Ouve-se falar mais em bloqueio de escritor, aqueles períodos de total esterilidade criativa que vez em quando atormentam os profissionais da escrita. Para os autores, um verdadeiro inferno, pois sempre desconfiam de que nunca mais voltarão a escrever. Geralmente, passa, mas às vezes, não. E aí não há o que fazer. Não há mais o que se dizer ou não se sabe mais como fazê-lo.
Se o primeiro livro do autor é um grande sucesso de crítica e de público, não é fácil escrever o segundo. Inevitavelmente surge a velha dúvida: será que conseguirei produzir algo do mesmo nível? Instala-se então o bloqueio, em geral agravado pela pressão do editor que quer mais um livro - e até já pagou por ele. Haja estresse para o coitado do escritor.
Em outros casos, a imaginação do autor simplesmente se exauriu, ele (ou ela) não consegue mais inventar nada no âmbito da ficção. Resta-lhe talvez a possibilidade de partir para a não ficção, o que não é fácil, pois esta exige requisitos que vão muito além da imaginação. A produção de ensaios, por exemplo, supõe um bom embasamento intelectual; já as biografias, não podem ser feitas sem muita pesquisa. Tem muito contista e muito romancista que não consegue dar esse salto.

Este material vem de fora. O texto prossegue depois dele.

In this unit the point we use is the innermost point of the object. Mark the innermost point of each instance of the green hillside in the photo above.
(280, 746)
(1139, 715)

Já o bloqueio de leitor é menos falado, mas também existe, como bem sabem os consumidores contumazes de literatura. O fenômeno não repercute porque se trata de experiência restrita ao leitor, sem consequências que ultrapassem sua esfera pessoal. Ou seja, o bloqueio de leitor não afeta ninguém, salvo o infeliz bloqueado. Diferente do que ocorre com os escritores, que têm uma carreira e contratos a cumprir.

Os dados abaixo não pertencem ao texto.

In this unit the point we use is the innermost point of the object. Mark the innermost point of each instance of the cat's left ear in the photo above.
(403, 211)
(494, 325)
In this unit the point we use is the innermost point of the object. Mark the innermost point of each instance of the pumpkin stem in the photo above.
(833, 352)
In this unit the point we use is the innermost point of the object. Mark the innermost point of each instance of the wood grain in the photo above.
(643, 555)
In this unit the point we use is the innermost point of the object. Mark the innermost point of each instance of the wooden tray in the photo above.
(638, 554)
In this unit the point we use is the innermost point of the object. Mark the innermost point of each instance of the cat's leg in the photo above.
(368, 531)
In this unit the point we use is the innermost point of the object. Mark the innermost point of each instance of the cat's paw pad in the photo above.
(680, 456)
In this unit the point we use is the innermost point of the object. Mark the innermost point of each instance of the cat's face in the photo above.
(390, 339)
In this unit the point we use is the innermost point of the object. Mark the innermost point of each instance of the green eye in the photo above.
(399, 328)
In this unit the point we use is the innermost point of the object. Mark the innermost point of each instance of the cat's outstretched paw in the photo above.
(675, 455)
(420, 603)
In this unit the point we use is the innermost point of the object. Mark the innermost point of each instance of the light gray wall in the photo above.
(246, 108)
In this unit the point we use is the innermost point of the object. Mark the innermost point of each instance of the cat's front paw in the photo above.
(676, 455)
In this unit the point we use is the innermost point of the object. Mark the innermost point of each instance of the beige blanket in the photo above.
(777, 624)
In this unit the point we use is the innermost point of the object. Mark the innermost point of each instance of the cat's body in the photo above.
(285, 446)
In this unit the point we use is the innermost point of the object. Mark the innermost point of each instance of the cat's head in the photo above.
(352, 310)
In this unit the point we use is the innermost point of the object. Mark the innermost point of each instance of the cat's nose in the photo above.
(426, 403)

Acontece comigo, por exemplo, quando termino a leitura de um livro do qual muito gostei. Não precisa ser um calhamaço, pode ser um volume fininho, mas tem que me causar alguma impressão, de tal modo que, ao seu término, reste em mim uma espécie de vazio que, temporariamente, outro livro não consiga preencher. Eis aí, portanto, configurado o bloqueio. Durante um certo tempo, mais ou menos longo, fico sem me interessar por nenhuma leitura, incomodado por essa abstinência compulsória. O escritor e diplomata Ary Quintella assim descreve seu sofrimento de leitor bloqueado: “Olho para as minhas estantes, suspiro e penso comigo mesmo: ‘Não tenho interesse por nenhum desses livros. Nenhum deles é o livro que quero ler’. O bloqueio de leitor é algo insuportável. Falta algo na vida, e não sei como preencher o vazio” (Geografia do Tempo, Andrea Jakobson Estúdio Editorial Ltda., Rio de Janeiro, 2025). Descrição perfeita.

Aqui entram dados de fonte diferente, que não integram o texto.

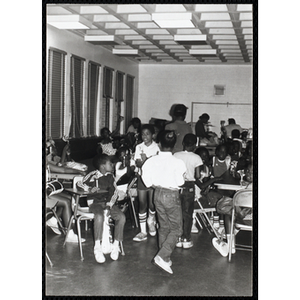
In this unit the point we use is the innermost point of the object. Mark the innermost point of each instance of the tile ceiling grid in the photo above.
(228, 29)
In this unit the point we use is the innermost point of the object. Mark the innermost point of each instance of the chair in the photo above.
(242, 198)
(204, 211)
(80, 214)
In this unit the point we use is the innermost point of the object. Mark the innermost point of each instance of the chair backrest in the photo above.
(243, 198)
(75, 180)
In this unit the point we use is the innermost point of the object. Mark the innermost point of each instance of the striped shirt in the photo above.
(104, 182)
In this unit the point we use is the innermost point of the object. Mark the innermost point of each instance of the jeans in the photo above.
(116, 215)
(187, 198)
(169, 214)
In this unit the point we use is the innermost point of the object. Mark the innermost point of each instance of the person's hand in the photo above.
(218, 178)
(95, 189)
(143, 156)
(139, 163)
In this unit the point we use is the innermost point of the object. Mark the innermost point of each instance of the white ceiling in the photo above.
(227, 29)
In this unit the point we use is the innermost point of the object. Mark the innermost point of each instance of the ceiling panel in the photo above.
(151, 28)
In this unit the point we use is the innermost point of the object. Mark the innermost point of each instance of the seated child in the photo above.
(124, 171)
(243, 215)
(187, 196)
(65, 160)
(105, 145)
(102, 179)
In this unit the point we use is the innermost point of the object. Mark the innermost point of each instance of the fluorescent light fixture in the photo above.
(103, 39)
(69, 22)
(126, 52)
(203, 52)
(196, 39)
(174, 20)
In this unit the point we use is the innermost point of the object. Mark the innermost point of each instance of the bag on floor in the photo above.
(54, 187)
(106, 236)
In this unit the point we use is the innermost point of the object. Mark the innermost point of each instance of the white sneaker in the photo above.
(52, 223)
(73, 238)
(140, 237)
(222, 247)
(151, 225)
(114, 255)
(100, 258)
(194, 229)
(158, 261)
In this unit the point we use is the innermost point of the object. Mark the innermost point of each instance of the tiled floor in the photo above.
(199, 271)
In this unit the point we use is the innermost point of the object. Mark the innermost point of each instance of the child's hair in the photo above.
(122, 149)
(150, 127)
(201, 150)
(189, 140)
(219, 148)
(100, 159)
(235, 133)
(103, 130)
(167, 139)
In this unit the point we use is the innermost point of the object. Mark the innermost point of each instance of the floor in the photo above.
(199, 271)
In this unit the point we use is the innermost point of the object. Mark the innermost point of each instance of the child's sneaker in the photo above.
(140, 237)
(221, 246)
(114, 255)
(194, 229)
(187, 244)
(179, 243)
(151, 225)
(73, 238)
(99, 256)
(52, 223)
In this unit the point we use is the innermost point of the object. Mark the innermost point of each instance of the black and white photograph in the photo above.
(150, 118)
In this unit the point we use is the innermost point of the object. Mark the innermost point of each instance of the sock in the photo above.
(151, 214)
(97, 244)
(143, 218)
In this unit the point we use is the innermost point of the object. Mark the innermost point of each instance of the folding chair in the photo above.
(204, 211)
(80, 214)
(242, 198)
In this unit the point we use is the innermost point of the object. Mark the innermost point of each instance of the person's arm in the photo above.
(112, 191)
(63, 170)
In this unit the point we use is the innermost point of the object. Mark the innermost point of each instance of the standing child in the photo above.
(144, 151)
(102, 179)
(192, 162)
(221, 161)
(165, 173)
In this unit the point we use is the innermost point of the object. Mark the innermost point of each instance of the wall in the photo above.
(74, 44)
(160, 86)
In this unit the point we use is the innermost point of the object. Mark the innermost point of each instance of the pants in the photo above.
(187, 198)
(169, 214)
(116, 215)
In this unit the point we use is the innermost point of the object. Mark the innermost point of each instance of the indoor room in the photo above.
(159, 99)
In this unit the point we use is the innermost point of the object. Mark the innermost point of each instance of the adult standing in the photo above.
(179, 125)
(201, 133)
(231, 126)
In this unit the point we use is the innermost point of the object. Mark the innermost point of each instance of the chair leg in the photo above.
(50, 262)
(134, 213)
(79, 238)
(69, 227)
(122, 248)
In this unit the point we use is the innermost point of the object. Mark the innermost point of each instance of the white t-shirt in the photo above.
(163, 170)
(192, 161)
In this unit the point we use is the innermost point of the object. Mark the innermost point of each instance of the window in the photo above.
(129, 100)
(56, 94)
(107, 97)
(92, 98)
(77, 66)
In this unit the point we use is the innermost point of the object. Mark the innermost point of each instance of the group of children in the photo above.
(167, 183)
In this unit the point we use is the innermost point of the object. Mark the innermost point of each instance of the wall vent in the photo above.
(219, 90)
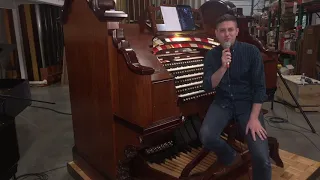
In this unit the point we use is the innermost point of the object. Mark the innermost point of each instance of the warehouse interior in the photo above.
(65, 73)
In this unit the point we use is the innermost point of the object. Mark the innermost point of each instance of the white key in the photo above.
(189, 75)
(189, 84)
(192, 93)
(185, 67)
(188, 58)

Quando o bloqueio acontece, não há o que fazer, a não ser esperar. Esperar indefinidamente que ele passe e a vontade de ler algo retorne, como a fome depois do fastio. A volta do apetite pode se dar com livro novo ou com livro já lido, depende de cada caso. E para isso não tem explicação, já que a cada vez o retorno aos livros se manifesta de um jeito único, irrepetível. Assim como, após uma longa abstinência, a vontade de comer se dirige umas vezes a um suculento assado e outras a uma simples fruta.
A procura por um livro que rompa o bloqueio varia. Correr os olhos pelas estantes de casa sempre ajuda. De repente, o olhar pode se deter num título antigo, já lido até mais de uma vez. O desejo de revisitá-lo pode surgir. Você lê a primeira página e aí sente se acertou ou não. É o livro que decide e não você, acredite. Se você vai às livrarias, físicas ou virtuais, a busca é a mesma. Pode-se encontrar um lançamento do nosso agrado - ou não. É uma loteria. Nessas horas, uma simples obra de entretenimento pode resolver mais facilmente o bloqueio que uma de literatura sofisticada. As memórias, as biografias e as entrevistas costumam ser de mais fácil digestão. E, claro, as crônicas, leves petiscos que nunca perdem o sabor. Uma coisa é certa: é raro um bloqueio de leitor ser vencido por uma obra muito densa ou muito volumosa. A inapetência requer, quase sempre, pequenas e leves degustações. Depois pode vir a disposição para iguarias mais pesadas.
Para um leitor que também escreve, o processo é menos doloroso, pois a escrita, de certo modo, substitui a leitura. O ato de escrever quase sempre ressuscita leituras, antigas e recentes. E assim o leitor se distrai – e se ocupa, sem ter um livro nas mãos.
Diferentemente do que pode acontecer com o bloqueio de escritor, o de leitor nunca é para sempre. Mais cedo ou mais tarde, ele tem fim. E o encanto com o livro, qualquer que seja, recomeça, como uma seiva vital que renova no leitor o gosto pela vida, a delícia de viver.